The school also resurfaced the track and has moved forward with building a weight room in the location of the old wood shop, through donations from the community. Mount said the school’s internet bandwidth is currently at 10 gigabytes, which is enough to prepare it for the future. The school has also made other technology investments such as the purchase of hundreds of Chromebooks to be used for remote learning.

A grassroots group of citizens, alumni, and staff approached Mount beginning in 2018 to discuss the building of an auditorium. MCC is the only school district within the current West Michigan Conference that does not have an auditorium. Neighboring districts similar in size or slightly larger, have auditoriums. Since the high school was built in 1957, performing arts events have taken place in the A.O. Carlson Gymnasium. While that space was updated in 2006 when the new high school gym was built, it is still used as a multi-purpose facility. Ironically, MCC is one of the few districts in WMC that offers a drama class and has a forensics team. 
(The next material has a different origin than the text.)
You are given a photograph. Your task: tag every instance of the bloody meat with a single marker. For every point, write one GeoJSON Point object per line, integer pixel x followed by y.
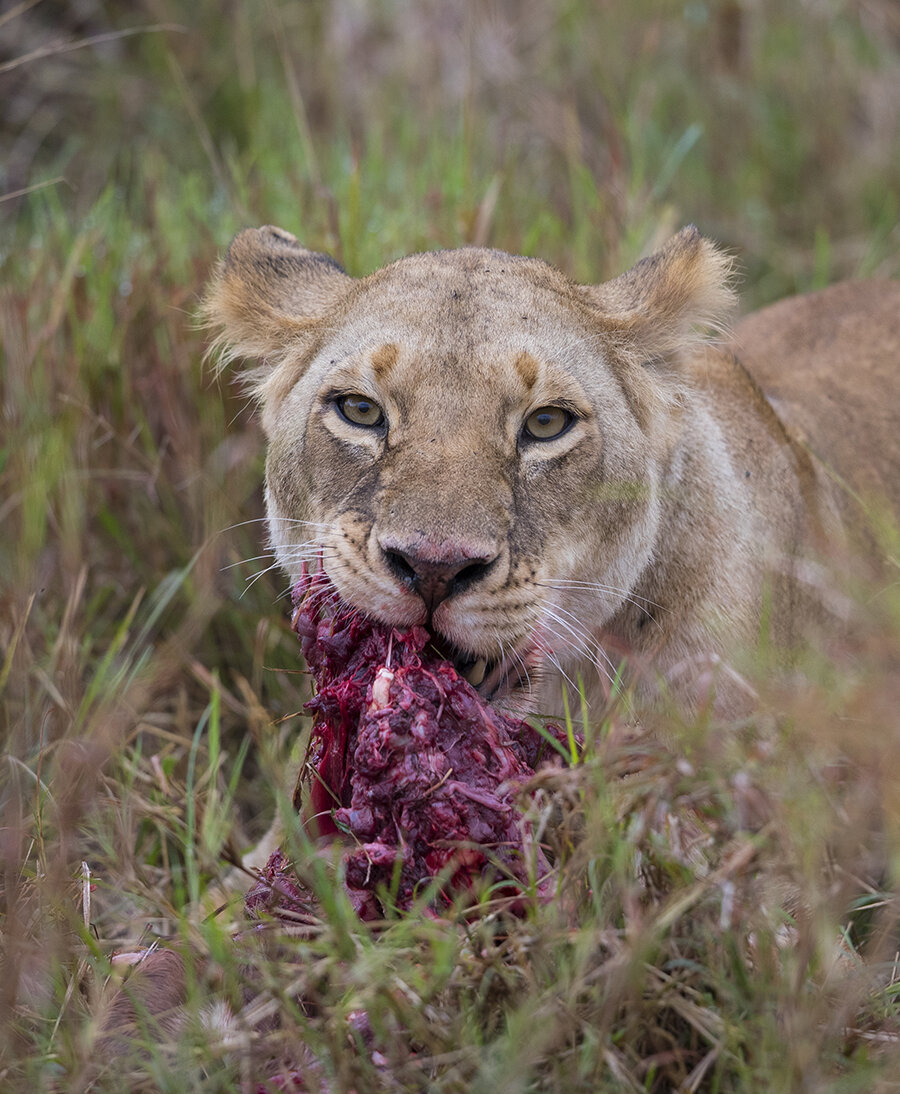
{"type": "Point", "coordinates": [409, 761]}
An auditorium was initially proposed in the 2006 bond that resulted in the building of the Upper Elementary building, expansion of Scottville Elementary, and additions of classrooms to the high school, which included a new gym. The auditorium proposal was removed, however, when the millage was defeated. The millage later passed without the auditorium.

The citizens group proposed the auditorium be connected to the high school and be built to the south of the high school band room. 

Mount said if such a build was to happen, it would likely include renovating the high school’s administrative offices, which have seen little updating since the school was built in 1957. Other areas of the high school that are in need of major updating are the northern and western hallways known as “B” and “C” halls, respectively. While the 2006 bond included additions to classrooms in those halls, very little was done to the actual corridor.

“Much of that building is still in its original 1957 state,” Mount said. “We need to bring it up to the 21st century.” The school’s library, located in “B” hall is in major need of updating, Mount added. 

The MCC Education Foundation has been raising funds the past several years to assist in updating the library but much of those updates would be focused on equipment and furniture rather than physical updates to the room itself, Mount said. 

Safety would also be an area where a bond could help fund, Mount said. 

“MCC has taken the lead in school safety but there are many other things that could be done to take it to the next level,” Mount said. “Our schools have also taken many steps toward security but there are many other things that could be done, such as addition of more cameras, better entry and lock down systems.” 

Mount said it’s likely that if a bond is put on the ballot it will happen during the November election. He said this bond would technically be a renewal of the 2006 bond, but at a much lower rate. Currently, MCC’s bond is at 3.47 mills. The renewal would likely be in the range of 1.07 mills, Mount said. 

“We need to get the pulse of the public and then decide how to move forward,” Mount said, adding that community forums will begin within the next month.